In academic psychiatry during the ‘80’s, an increasingly reductionistic biological (i.e. psychopharmaceutical) industry had just begun its relentless push for dominance.  With the advent of DSM III and the torrent of new medication pouring out of the pharmaceutical pipeline, psychiatry grew ever more inclined to define emotional and mental problems as purely medical illnesses reflecting biochemical imbalances in the brain.  Diagnosis became a game of parsing DSM categories and subcategories, and treatment a matter of prescribing meds to amp-up or dampen down the synaptic exchange of neurotransmitters.   Practitioners were supposed to be experts on the brain, and all they were interested in was knowing how neurons fire – they weren’t interested in feelings.  The emerging infatuation with the DSM-n-Drugs combo was deeply distasteful and a betrayal of what should be the deeper mission of healing.

Mindsight, alternatively, is a process that enables us to monitor and modify the flow of energy and information within the arena of well-being.  The monitoring aspect of mindsight involves sensing this flow within ourselves – perceiving it in our own nervous systems (the brain), and within others through our relationships that involve the sharing of energy an information flow through various means of communication.  We can then modify this flow through awareness and intention, fundamental aspects of our mind, directly shaping the paths that energy and information flow take in our lives.

A core aspect of the mind, mindsight is the embodied and relational process that regulates the flow of energy and information.  It allows us to address the question, “How are we to mold our minds toward health?”  Studies of expert meditators focusing on compassion showed the largest amount of gamma waves ever recorded.  These EEG findings are consistent with massive neural synchrony, an outcome of an integrated brain.  A host of new studies suggests that developing a compassionate mind is a win-win-win situation as we promote better physiological health, improve psychological well-being, and enhanced interpersonal relationships.  Researchers suggest that self-compassion includes a sense of kindness toward the self, a feeling that one’s experiences are a part of a common humanity, and mindful acceptance of our thoughts and feelings without becoming identified by them.

With mindsight we are given the tools of empathy and insight to more deeply sense and understand ourselves and others within relationships, the process of our ever changing brains, and even how our mind itself functions.  This inner clarity can help us to modify the flow of energy and information within our own lives and in our interactions with others in a very specific manner.  The power to move our lives from non-integrated states of rigidity or chaos toward the more flexible and harmonious flow of an integrated system is what we create when we intentionally cultivate neural integration in our lives. 

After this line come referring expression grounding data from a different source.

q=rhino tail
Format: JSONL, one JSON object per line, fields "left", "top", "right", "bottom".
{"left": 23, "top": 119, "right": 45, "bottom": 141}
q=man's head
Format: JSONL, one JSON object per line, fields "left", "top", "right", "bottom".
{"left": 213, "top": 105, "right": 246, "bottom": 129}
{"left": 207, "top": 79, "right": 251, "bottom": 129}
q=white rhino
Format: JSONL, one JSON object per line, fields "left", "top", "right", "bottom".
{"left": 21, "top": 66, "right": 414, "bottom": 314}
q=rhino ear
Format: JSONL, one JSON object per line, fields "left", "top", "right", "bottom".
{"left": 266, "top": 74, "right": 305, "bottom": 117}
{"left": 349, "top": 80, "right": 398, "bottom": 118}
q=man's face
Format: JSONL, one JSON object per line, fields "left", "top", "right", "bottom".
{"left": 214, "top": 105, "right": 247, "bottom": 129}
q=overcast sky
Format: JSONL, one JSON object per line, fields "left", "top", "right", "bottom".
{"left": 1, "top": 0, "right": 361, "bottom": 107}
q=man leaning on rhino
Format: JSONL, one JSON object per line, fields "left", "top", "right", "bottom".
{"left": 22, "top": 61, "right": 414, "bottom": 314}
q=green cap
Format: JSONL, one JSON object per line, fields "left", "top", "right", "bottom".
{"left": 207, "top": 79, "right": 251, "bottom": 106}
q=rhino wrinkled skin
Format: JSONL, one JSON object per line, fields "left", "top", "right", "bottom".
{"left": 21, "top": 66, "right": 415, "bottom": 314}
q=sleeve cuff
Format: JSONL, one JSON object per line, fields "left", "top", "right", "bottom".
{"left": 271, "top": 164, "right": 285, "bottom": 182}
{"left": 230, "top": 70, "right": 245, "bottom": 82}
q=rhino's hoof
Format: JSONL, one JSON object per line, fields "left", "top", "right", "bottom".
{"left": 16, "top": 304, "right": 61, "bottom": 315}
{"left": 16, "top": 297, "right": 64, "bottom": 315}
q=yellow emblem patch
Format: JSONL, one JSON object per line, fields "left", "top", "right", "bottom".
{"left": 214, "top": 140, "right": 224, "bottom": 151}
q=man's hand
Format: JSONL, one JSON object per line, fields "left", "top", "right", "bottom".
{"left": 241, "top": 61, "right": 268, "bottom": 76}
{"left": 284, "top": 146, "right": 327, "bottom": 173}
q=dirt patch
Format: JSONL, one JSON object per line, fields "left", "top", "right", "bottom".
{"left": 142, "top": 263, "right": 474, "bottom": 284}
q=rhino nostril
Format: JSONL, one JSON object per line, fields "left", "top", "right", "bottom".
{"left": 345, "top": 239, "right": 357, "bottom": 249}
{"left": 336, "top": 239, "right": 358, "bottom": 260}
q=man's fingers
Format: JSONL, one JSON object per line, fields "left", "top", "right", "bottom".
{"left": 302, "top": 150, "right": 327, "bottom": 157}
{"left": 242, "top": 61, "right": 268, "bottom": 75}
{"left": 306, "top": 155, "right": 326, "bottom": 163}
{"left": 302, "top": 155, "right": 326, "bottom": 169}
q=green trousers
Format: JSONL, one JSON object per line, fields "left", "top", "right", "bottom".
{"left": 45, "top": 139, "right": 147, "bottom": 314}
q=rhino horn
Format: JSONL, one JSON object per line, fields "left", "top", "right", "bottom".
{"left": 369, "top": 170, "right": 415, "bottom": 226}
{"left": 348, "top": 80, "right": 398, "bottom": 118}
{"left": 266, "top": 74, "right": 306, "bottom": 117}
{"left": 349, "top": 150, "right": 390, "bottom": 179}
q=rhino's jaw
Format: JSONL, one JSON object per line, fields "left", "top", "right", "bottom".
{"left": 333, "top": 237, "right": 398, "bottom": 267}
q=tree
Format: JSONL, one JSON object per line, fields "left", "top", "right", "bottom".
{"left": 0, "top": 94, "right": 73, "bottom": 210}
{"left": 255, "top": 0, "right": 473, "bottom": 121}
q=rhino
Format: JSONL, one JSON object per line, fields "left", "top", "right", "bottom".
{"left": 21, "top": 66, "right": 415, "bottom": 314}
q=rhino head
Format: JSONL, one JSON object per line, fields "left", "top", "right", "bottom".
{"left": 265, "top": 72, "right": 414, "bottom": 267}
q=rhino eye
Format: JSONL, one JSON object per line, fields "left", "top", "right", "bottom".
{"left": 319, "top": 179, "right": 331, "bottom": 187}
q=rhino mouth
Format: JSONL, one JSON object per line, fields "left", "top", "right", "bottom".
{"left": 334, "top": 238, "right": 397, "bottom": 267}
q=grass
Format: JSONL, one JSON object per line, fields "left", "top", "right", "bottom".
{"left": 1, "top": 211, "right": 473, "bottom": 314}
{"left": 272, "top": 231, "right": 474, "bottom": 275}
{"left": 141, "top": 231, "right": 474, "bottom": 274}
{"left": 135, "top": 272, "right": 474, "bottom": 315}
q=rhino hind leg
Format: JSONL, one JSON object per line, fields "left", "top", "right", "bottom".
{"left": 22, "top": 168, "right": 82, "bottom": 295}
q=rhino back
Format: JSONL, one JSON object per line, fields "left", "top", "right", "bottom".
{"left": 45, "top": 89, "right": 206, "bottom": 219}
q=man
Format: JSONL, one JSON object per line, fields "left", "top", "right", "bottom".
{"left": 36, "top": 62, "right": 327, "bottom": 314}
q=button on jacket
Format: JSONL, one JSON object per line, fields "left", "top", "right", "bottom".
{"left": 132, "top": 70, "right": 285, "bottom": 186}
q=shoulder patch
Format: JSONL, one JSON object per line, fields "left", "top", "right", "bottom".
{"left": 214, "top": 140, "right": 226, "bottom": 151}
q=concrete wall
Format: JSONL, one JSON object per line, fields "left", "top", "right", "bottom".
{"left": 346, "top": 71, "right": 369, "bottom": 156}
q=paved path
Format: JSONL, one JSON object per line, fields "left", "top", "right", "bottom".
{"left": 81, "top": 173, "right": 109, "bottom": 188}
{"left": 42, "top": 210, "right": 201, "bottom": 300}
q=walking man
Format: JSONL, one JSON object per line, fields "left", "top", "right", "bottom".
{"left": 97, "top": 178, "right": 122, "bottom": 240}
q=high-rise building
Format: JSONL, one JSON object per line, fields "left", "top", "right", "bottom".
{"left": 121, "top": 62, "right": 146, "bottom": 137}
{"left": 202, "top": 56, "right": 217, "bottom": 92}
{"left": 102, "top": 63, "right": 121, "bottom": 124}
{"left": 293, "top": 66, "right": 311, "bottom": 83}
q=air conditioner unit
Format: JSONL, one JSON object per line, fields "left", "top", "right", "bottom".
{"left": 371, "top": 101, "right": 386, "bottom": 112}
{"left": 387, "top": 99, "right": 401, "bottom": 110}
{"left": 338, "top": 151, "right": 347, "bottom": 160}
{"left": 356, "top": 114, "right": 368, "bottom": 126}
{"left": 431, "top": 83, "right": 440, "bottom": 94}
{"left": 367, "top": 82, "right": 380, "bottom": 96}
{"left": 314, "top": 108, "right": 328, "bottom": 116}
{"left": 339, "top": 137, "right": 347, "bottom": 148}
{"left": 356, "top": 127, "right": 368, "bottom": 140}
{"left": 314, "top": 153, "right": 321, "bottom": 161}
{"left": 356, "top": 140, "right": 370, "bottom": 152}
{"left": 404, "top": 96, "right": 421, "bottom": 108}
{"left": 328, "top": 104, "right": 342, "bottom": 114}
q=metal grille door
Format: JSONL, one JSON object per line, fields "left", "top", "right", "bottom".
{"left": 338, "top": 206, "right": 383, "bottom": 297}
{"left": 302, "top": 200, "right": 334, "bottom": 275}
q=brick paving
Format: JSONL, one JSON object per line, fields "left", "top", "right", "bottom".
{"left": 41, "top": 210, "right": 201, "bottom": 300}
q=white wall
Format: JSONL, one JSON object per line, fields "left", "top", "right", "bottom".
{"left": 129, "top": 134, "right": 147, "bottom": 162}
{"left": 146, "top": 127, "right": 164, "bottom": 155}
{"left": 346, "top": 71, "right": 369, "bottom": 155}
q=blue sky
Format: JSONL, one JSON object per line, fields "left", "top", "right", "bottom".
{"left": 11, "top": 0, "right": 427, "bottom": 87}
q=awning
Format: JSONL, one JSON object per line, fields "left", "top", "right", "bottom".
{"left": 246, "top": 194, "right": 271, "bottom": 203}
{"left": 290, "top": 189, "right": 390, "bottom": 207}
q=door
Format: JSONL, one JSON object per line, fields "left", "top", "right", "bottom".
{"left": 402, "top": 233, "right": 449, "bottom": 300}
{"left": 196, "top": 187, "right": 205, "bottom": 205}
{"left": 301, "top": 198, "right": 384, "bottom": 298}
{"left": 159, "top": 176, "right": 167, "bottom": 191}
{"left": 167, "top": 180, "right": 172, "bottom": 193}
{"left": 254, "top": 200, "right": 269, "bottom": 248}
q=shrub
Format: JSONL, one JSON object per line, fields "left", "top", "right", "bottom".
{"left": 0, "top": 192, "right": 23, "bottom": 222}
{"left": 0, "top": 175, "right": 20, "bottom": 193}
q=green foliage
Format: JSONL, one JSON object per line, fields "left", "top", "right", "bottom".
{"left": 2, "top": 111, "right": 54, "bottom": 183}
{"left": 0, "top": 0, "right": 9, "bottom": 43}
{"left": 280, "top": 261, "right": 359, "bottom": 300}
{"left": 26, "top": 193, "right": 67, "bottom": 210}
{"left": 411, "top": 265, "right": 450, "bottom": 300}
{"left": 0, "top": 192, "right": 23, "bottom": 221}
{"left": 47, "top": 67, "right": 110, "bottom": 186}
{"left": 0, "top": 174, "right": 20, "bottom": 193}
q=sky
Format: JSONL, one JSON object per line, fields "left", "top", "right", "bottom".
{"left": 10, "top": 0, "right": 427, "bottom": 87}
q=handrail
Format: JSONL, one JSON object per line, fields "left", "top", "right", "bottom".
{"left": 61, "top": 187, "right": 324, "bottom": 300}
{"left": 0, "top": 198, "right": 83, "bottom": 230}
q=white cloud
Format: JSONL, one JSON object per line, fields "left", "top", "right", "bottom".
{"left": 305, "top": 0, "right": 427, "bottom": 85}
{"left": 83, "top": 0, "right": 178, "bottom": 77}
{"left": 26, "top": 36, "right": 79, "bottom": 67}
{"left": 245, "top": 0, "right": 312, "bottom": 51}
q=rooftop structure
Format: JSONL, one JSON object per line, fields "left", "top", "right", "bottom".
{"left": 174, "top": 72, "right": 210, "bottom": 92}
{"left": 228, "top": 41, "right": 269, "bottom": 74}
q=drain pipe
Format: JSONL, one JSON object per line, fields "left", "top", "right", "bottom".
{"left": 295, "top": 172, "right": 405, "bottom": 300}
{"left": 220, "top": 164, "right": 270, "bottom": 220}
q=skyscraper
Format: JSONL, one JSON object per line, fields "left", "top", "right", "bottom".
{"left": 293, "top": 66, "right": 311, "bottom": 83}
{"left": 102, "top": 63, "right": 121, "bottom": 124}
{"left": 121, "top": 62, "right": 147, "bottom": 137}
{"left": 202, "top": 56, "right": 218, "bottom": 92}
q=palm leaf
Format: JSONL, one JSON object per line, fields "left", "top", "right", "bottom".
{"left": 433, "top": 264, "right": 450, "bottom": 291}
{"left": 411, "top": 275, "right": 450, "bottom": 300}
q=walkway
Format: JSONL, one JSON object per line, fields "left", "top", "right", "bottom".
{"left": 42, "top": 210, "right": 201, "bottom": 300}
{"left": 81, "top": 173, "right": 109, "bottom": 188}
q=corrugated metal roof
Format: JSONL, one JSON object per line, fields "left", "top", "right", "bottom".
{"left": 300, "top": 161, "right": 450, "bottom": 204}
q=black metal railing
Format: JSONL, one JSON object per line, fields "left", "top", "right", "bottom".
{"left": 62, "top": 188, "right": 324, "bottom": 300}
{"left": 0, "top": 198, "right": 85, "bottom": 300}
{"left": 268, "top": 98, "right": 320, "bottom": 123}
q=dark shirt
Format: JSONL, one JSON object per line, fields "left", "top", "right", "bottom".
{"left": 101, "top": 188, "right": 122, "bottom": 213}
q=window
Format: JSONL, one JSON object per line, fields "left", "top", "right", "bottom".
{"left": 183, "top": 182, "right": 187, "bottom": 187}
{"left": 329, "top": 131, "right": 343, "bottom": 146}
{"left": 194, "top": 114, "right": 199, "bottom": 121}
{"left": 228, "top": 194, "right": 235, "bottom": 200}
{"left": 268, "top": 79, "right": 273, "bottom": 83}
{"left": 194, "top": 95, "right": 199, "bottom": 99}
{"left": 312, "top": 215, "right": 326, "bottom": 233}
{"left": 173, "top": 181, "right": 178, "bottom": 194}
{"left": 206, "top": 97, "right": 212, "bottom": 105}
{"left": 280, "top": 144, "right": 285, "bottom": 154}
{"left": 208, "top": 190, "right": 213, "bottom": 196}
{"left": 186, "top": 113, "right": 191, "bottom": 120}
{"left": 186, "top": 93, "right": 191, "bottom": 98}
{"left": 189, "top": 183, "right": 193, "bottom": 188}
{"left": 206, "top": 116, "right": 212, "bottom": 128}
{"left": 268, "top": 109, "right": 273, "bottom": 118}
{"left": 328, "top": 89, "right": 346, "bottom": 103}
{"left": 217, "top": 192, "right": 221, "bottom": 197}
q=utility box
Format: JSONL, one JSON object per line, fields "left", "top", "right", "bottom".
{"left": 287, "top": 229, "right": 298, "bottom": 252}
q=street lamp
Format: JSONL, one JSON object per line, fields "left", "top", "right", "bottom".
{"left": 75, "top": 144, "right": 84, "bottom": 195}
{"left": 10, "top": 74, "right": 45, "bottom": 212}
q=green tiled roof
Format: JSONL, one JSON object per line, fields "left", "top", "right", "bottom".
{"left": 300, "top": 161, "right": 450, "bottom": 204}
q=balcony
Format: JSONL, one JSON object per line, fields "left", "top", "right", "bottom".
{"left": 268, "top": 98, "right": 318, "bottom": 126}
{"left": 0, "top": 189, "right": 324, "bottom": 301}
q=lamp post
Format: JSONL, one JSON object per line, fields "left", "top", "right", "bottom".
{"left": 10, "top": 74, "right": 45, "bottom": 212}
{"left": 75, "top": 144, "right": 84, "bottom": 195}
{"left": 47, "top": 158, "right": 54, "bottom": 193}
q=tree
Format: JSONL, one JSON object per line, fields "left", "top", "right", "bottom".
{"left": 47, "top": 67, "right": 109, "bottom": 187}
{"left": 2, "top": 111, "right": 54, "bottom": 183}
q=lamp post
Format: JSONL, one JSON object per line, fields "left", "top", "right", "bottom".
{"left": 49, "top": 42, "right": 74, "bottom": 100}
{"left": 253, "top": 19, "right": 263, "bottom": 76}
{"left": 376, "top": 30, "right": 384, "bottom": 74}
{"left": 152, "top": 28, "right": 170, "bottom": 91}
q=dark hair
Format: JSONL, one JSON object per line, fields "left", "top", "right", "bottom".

Interpersonal neurobiology makes us more aware of inner processes inside ourselves and in our relationships with others.  We can see ourselves connected to other human beings, belonging to the whole planet, and even a part of the entire universe in a way that extends our own dimensions far beyond our merely mortal selves.  In this state, we become part of something that has existed long before we were born and will continue long after we die.  The Larger Story awaits.